今回、このサービス開始に向けて奔走した当社社員3人にインタビューを敢行。前編ではParamount+のサービスを開始するまでの経緯など裏事情を、後編では3人それぞれが「Paramount+」の中からイチオシのコンテンツを紹介する。
左から映画部の渡邉数馬、泉理絵、岡良亮
当社社員3人の自己紹介
――まず、現在の所属部署と簡単な経歴を教えてください。
渡邉「映画部長の渡邉です。大学時代は映画サークルに所属していて、ゆくゆくは映画の製作に携わりたいと思っており、映画のイメージが強かったWOWOWに入社しました。新卒で映画部に配属されて約10年、映画の権利交渉や調達業務を行なっていました。その後、編成部(現在のコンテンツ戦略部)に異動しましたが、そこでも映画に関連する業務に当たっていましたので、トータルでは20年以上、映画や海外ドラマにまつわる仕事に携わっています。2020年からは映画部長としてWOWOWの映画全般の業務を管理しています」
映画部長 渡邉数馬
泉「コンテンツ戦略部と映画部を兼任している泉です。海外のコンテンツに携わりたいと思って、WOWOWに新卒で入社しました。入社後はデジタル、SNSの部署で3年間勤務。その後、制作部に移り、『パラリンピック・ドキュメンタリーシリーズ WHO I AM』の立ち上げに参加。約7年間、制作に携わりました。1年半ほど前にコンテンツ戦略部に異動して、主に海外ドラマと映画を担当しております。兼務している映画部では『アカデミー賞』そしてParamount+を担当しております」
コンテンツ戦略部 泉理絵
岡「2023年7月に中途で入社した岡です。入社3日目に渡邉から『Paramount+の担当になってほしい』と言われまして(苦笑)。いきなり大きい業務を担当することになりました。前職は映画の配給レーベルで、劇場の配給回り、洋画の買い付け、劇場への営業などをやっていました。いくつかの会社で業務経験がありますが、ずっと洋画の買い付けがメインでした。WOWOWに入社して、今までにやってきたこととはちょっと違う業務に当たることになったので、Paramount+を担当しつつ、映画部の業務も少しずつ覚えていっている、という段階です」
映画部 岡良亮
Paramount+について
――早速ですが、「Paramount+」とは、どんなサービスなのでしょうか?
渡邉「日本でパラマウントといえば映画、例えば『トップガン』や『ミッション:インポッシブル』といったハリウッド作品を提供している会社という認識があると思うんですが、実際のところ、パラマウントはいろいろなメディアの集合体です。テレビ局があったり、映画・ドラマの製作・配給会社があったり、アニメのチャンネルがあったり。数多くのメディアが総合的に集まったグループなんですね。

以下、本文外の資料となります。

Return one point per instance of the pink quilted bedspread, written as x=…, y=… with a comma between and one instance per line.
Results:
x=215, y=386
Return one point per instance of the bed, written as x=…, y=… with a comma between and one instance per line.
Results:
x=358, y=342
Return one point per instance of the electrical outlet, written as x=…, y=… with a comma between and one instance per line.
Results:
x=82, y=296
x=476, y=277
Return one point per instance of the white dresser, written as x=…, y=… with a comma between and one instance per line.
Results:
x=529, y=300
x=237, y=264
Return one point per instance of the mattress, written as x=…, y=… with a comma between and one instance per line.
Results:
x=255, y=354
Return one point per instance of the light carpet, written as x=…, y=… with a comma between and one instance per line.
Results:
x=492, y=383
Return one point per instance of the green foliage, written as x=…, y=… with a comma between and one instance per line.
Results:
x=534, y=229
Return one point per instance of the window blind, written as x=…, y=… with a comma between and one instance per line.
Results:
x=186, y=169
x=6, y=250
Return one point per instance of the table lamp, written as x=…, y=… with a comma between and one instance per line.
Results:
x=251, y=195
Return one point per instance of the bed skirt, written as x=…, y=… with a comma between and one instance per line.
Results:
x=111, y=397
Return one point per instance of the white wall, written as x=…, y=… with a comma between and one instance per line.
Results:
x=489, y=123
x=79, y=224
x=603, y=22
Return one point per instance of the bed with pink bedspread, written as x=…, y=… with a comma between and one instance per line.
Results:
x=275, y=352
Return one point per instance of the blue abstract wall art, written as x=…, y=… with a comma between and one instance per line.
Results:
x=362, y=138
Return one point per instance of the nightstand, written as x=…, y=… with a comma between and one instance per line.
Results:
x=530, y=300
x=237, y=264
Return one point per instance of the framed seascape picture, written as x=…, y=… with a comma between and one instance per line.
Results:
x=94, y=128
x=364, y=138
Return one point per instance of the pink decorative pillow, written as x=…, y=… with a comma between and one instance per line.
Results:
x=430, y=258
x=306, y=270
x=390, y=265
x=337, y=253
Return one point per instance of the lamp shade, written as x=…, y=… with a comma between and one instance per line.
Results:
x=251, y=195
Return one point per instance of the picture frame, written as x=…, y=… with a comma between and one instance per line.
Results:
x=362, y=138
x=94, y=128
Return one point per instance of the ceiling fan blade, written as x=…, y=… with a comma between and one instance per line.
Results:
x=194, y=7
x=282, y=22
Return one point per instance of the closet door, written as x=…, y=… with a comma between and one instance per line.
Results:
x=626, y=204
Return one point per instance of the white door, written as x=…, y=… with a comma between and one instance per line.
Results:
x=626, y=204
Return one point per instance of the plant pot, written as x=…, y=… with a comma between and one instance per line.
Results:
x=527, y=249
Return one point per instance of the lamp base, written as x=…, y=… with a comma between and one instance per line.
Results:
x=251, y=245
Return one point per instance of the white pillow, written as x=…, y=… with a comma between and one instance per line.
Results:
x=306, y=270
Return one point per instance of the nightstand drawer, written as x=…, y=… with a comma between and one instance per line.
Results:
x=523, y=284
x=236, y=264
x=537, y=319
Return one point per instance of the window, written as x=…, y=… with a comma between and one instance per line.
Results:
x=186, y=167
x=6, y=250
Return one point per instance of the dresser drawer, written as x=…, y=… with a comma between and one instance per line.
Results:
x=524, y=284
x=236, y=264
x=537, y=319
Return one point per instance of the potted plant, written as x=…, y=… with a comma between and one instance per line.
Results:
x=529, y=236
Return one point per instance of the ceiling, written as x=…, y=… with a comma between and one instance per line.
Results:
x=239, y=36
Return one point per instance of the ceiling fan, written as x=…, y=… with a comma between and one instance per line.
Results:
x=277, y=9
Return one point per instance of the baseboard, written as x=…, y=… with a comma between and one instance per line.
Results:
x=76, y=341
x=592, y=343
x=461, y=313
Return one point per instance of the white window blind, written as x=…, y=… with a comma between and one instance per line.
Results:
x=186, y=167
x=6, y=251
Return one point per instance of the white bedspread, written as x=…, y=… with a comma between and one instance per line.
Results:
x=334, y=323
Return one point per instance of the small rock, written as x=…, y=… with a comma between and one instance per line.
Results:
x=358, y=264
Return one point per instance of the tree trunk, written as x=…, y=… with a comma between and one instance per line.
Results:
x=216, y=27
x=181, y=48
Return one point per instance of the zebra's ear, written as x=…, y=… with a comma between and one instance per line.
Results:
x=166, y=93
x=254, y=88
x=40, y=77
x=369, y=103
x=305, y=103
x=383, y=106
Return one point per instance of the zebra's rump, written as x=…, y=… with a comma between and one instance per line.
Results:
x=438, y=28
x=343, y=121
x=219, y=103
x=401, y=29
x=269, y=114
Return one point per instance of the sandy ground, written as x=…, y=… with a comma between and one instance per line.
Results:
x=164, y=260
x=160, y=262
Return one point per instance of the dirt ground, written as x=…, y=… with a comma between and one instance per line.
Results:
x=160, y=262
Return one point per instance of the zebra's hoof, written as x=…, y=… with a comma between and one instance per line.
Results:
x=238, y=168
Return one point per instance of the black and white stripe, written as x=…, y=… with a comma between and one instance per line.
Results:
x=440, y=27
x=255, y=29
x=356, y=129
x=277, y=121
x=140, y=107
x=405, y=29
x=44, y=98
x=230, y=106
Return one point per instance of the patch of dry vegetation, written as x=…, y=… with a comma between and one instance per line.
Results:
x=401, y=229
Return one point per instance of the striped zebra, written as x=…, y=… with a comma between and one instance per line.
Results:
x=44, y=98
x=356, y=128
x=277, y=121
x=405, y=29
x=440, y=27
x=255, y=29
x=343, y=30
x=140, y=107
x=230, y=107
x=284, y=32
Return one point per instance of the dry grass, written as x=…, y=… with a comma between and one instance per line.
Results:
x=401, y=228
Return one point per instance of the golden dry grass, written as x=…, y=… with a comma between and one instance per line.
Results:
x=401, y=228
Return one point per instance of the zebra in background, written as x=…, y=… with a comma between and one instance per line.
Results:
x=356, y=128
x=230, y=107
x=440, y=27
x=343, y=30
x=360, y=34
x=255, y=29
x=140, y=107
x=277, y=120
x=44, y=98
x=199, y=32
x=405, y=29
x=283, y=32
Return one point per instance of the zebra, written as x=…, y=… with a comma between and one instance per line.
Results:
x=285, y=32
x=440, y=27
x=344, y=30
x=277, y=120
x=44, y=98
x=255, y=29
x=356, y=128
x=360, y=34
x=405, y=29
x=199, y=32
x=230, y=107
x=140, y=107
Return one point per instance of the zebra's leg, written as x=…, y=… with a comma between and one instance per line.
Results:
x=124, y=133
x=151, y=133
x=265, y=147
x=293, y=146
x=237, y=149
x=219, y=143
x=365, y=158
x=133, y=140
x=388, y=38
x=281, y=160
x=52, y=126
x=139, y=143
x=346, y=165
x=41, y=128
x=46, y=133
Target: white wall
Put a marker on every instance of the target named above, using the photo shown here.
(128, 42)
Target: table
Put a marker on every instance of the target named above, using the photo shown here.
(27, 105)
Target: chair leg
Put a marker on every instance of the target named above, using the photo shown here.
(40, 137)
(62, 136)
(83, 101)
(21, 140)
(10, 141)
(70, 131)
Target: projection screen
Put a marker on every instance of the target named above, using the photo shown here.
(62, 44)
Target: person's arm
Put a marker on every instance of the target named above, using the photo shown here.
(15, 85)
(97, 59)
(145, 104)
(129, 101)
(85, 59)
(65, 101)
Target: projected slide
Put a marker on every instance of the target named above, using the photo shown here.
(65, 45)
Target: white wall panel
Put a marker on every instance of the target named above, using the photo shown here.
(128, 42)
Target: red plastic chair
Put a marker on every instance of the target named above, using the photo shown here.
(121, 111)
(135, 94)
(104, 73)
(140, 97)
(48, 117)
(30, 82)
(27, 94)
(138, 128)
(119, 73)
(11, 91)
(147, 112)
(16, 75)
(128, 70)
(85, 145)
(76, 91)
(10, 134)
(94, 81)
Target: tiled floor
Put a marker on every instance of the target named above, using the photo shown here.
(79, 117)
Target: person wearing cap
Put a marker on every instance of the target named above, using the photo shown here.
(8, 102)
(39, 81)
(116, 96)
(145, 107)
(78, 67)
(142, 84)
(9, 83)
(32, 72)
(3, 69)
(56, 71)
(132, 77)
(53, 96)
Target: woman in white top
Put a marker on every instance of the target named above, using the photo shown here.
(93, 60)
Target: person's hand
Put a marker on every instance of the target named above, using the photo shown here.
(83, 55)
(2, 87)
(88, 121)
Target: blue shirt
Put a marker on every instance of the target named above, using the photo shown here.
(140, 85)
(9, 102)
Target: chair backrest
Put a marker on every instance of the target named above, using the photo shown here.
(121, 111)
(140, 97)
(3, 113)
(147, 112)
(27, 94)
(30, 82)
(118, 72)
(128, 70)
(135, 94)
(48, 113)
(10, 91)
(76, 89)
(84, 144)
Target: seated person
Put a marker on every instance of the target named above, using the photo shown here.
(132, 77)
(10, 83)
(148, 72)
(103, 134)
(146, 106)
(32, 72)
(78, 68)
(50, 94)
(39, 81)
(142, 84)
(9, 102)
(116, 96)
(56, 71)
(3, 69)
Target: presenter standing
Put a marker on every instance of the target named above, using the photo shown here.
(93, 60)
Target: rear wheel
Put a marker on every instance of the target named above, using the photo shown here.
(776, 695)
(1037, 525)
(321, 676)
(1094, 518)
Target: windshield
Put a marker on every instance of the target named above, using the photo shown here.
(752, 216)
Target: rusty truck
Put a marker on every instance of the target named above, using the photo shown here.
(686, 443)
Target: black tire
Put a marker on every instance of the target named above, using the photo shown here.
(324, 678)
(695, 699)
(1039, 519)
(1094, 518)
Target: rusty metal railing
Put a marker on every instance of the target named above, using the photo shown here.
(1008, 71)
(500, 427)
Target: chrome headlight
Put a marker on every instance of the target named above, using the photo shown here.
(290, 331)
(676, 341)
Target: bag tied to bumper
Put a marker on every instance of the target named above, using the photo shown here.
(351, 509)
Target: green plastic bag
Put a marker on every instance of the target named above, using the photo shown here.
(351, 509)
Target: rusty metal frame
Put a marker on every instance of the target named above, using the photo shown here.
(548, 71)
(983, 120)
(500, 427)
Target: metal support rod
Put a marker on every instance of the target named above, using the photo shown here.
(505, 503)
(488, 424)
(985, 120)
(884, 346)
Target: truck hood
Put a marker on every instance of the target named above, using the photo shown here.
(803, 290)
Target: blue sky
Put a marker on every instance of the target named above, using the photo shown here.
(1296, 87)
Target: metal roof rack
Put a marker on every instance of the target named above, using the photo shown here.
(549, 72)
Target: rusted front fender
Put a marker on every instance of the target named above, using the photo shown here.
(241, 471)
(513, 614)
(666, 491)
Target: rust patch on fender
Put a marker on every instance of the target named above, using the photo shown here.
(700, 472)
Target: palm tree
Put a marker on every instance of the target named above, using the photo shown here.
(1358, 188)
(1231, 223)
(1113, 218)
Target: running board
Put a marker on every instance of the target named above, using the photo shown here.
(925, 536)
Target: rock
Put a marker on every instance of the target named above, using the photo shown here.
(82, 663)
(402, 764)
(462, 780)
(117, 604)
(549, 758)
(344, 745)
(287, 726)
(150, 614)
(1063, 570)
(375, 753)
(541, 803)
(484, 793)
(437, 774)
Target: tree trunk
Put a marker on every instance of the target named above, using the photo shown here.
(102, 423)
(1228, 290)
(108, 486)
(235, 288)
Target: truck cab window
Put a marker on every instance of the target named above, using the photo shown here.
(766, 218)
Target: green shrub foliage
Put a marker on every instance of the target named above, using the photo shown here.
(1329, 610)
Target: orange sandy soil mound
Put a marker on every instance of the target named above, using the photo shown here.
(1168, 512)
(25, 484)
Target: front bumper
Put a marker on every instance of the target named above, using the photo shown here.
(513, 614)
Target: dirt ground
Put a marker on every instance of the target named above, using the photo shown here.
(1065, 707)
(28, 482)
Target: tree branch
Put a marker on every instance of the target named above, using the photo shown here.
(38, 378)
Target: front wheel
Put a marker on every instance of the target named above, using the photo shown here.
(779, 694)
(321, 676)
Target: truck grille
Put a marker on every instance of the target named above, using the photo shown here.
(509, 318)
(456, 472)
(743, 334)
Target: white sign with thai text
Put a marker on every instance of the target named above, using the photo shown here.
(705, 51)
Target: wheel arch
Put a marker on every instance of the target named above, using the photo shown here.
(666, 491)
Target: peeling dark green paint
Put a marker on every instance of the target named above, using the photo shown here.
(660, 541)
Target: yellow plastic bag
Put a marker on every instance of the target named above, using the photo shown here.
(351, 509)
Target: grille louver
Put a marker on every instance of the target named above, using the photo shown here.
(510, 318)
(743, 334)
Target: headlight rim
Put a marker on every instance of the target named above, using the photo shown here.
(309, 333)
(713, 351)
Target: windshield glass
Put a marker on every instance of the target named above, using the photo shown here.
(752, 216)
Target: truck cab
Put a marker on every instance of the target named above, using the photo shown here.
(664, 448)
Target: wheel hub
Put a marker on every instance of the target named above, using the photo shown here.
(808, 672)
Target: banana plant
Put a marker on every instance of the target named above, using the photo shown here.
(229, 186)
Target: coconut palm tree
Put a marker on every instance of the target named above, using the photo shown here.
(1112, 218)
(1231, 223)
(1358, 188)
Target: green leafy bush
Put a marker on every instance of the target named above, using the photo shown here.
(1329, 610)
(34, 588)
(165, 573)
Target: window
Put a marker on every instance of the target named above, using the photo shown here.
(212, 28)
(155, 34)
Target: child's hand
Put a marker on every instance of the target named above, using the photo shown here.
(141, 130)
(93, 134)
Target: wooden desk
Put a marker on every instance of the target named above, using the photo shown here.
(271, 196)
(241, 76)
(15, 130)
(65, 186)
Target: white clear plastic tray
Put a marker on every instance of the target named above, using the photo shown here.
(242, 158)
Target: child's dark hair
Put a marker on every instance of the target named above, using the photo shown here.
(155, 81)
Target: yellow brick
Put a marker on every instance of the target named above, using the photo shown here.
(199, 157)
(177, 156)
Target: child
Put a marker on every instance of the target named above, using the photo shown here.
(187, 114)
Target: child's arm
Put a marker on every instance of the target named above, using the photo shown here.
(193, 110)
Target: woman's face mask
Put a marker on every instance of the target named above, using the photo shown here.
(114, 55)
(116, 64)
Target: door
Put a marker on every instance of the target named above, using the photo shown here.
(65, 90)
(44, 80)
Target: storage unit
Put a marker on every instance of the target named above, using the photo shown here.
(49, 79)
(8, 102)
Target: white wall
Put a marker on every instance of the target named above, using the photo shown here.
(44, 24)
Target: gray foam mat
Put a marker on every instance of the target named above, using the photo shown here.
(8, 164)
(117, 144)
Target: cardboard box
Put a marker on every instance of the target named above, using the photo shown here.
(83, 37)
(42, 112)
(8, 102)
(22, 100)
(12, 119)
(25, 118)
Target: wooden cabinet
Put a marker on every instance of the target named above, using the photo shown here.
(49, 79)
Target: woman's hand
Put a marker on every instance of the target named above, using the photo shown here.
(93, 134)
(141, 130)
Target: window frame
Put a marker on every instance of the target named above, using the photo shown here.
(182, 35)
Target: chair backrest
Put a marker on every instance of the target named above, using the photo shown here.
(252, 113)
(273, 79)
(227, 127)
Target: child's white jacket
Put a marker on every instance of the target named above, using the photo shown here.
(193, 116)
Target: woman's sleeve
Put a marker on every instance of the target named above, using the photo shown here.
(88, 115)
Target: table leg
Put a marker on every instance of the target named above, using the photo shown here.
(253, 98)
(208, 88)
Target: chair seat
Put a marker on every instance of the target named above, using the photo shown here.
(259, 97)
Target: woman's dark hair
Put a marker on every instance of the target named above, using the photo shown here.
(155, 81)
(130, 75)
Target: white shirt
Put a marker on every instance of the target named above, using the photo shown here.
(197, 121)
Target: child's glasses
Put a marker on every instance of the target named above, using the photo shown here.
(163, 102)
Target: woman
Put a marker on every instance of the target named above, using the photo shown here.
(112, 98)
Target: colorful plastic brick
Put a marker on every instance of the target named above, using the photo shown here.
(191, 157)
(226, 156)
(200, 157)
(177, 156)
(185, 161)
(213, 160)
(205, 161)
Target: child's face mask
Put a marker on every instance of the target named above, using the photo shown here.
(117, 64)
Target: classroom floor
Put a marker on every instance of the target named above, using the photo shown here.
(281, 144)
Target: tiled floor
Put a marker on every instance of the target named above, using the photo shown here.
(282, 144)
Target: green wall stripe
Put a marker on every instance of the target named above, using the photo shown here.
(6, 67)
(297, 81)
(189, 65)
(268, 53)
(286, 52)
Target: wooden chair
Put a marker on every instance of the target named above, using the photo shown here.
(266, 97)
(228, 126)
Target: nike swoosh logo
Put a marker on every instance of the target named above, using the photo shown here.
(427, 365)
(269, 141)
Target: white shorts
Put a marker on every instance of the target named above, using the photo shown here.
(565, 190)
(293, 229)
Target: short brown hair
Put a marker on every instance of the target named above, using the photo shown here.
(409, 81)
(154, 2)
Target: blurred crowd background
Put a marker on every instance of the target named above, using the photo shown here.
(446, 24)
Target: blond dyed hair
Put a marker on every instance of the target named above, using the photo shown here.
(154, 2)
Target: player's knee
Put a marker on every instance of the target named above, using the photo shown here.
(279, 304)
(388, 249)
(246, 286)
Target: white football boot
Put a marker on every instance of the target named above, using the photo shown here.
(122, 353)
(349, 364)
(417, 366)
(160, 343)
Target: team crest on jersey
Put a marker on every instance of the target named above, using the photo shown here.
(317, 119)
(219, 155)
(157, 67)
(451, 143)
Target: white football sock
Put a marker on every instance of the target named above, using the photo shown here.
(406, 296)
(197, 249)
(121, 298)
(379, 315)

グループにアメリカのテレビ局で三大ネットワークの一つであるCBSを持っていて、そこで2014年から『CBS All Access』という配信サービスが始まりました。同時期にNetflix (ネットフリックス)やDisney+(ディズニープラス)など、有力な各社がコンテンツをTVメディア経由ではなく配信サービスとして直接顧客に提供を始める時代になっていきました。そのタイミングで、CBSのドラマやスポーツを見られるサービスだった『CBS All Access』をより拡大しようということで、2019年くらいからパラマウントグループが持っているドラマ、映画、アニメーション、ドキュメンタリーなど全部を盛り込んだサービスに更新しました。そして、2021年からは『Paramount+』と名前を変えて世界展開しています。いわゆるSVOD(定額制の配信サービス)として急拡大していて、現在45カ国以上でサービス展開されています。契約者も、今日現在では延べ6,300万人以上が視聴している世界的なSVODサービスの一つです」
岡「フランスに留学していた映画部スタッフが帰国し、Paramount+がWOWOWオンデマンド内に入ることを知ってとても喜んでいました。フランスでParamount+を見ていて、そのサービスの豊富さや豪華さを切々と語ってくれたことが印象的でした。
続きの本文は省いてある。